If someone is racist to me, I’m not angry with them for being racist. I feel sorry for them. Because they come from somewhere that’s seen so much economic strife, from their own government, they don’t know the same people they vote for are the same people that outsource their jobs. They blame the immigrant who comes into town, when that immigrant is contributing, doing jobs they wouldn’t want to do in the first place. They’re not the enemy. They haven’t had access to higher education, and this society has been homogenized, allowing thoughts not to flow freely and allowing hate to be spread. So they’re a victim of their environment and circumstances which is why they’re a racist. And if you know that, you’re not angry with that person, you feel sorry for that person. So that’s what this record is about.

I think there were more leaders in previous eras to question critical thinking for everyone. But the majority of people don’t critically think, and the Malcolm Xs and Martin Luther Kings of the world understood how to critically think for the masses and took it upon themselves to do so. As a result of assassination and demonization, there are less people stepping up to take those roles, out of fear. But there were always those people who took it upon themselves to think for everyone, because the majority of people don’t think.

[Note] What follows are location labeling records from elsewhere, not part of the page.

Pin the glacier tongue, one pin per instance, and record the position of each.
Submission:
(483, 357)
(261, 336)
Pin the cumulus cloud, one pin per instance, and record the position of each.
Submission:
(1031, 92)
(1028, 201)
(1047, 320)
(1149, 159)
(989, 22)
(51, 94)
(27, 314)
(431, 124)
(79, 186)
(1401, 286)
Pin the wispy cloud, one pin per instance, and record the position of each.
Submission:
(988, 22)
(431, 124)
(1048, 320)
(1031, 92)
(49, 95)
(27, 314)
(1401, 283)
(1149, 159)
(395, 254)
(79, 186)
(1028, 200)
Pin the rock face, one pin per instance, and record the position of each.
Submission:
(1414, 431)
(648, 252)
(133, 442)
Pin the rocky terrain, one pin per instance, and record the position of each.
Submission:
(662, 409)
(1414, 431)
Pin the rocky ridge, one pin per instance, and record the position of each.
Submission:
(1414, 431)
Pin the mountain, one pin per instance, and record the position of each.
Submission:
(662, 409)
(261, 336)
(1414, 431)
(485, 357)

It’s far easier when another black child is killed by a police officer to take up a picket sign and march in the streets for that child’s death than it is to question what makes a white police officer so trigger-happy. What happened in that officer’s life to make him so fearful that he pulls a gun out, shoots first and asks questions later? Was he ex-military? Did he grow up in an area where he was unfamiliar with minorities? Did something happen in his life to give him this heightened sense of paranoia around people that don’t resemble himself? What happened in his life, and why isn’t there training, psychologically, for these types of officers, knowing they’re going to be patrolling areas where people don’t look like them? That’s what we need to focus on. Not the effect, but the cause. But there’s so much more focus on the effect than on the cause.

Do you think we need more leaders to encourage critical thinking on an individual level?

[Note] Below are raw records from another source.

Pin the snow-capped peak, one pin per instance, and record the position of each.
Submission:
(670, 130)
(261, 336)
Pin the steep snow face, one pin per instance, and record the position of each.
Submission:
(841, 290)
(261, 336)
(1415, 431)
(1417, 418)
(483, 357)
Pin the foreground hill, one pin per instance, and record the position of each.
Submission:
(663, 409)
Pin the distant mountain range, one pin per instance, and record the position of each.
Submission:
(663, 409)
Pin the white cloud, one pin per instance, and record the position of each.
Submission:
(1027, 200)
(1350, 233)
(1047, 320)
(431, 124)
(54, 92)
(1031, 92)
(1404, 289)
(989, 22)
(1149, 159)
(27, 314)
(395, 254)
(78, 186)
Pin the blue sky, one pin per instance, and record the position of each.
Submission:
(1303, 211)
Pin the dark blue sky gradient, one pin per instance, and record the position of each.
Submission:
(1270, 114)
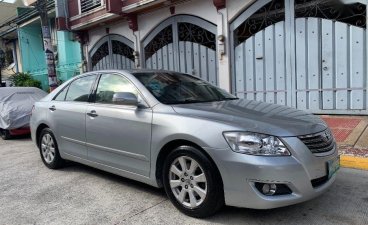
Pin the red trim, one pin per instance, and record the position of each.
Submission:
(114, 6)
(132, 21)
(219, 4)
(20, 131)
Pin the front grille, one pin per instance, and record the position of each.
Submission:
(319, 143)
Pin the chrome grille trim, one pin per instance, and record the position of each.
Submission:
(319, 143)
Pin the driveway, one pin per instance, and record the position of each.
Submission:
(32, 194)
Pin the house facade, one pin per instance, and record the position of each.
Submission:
(307, 54)
(23, 31)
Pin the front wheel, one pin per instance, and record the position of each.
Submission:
(49, 150)
(192, 182)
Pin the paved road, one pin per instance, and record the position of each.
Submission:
(32, 194)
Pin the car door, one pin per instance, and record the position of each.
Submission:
(118, 136)
(68, 115)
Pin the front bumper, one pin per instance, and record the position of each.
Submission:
(240, 172)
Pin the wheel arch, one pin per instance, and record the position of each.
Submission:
(170, 146)
(38, 131)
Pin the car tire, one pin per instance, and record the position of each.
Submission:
(202, 187)
(49, 150)
(5, 134)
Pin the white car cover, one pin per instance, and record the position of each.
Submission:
(16, 105)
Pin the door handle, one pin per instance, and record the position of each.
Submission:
(52, 108)
(92, 113)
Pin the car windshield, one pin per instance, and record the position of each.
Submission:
(177, 88)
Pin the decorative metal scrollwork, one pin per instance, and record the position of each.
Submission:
(101, 53)
(269, 14)
(354, 14)
(122, 49)
(193, 33)
(162, 39)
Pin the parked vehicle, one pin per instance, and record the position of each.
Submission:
(206, 147)
(15, 109)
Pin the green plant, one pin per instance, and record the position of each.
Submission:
(24, 80)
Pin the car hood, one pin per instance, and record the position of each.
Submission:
(256, 116)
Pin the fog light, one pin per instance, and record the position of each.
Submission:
(269, 189)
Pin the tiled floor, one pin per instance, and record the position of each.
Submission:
(351, 133)
(342, 126)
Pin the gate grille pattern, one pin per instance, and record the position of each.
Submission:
(185, 44)
(112, 52)
(325, 70)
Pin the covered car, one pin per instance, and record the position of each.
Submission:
(15, 109)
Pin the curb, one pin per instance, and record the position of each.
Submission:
(354, 162)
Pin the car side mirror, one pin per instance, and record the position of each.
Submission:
(125, 98)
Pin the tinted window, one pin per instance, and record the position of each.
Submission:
(110, 84)
(80, 89)
(176, 88)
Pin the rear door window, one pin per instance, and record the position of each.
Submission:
(80, 89)
(110, 84)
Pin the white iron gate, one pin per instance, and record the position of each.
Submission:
(185, 44)
(307, 54)
(112, 52)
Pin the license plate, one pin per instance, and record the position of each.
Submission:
(333, 166)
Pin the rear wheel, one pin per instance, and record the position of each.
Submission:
(5, 134)
(192, 182)
(49, 150)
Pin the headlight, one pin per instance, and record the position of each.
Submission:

Oddisee: I don’t want to see more leaders. Most people are not leaders. We’re lying to ourselves if we think that there’s a leader in all of us. There isn’t. Throughout human existence we’ve appointed leaders. There’s always been someone for us to say, “You do it. You do it, king or chief.” It’s just in us. And we need to accept that. But a leader is nothing without followers. He’s a nut, he’s a psychopath, if he’s just out on his high horse by himself. So let’s not underappreciate the value of followership. A leader is just a crazy man until a whole bunch of people follow him.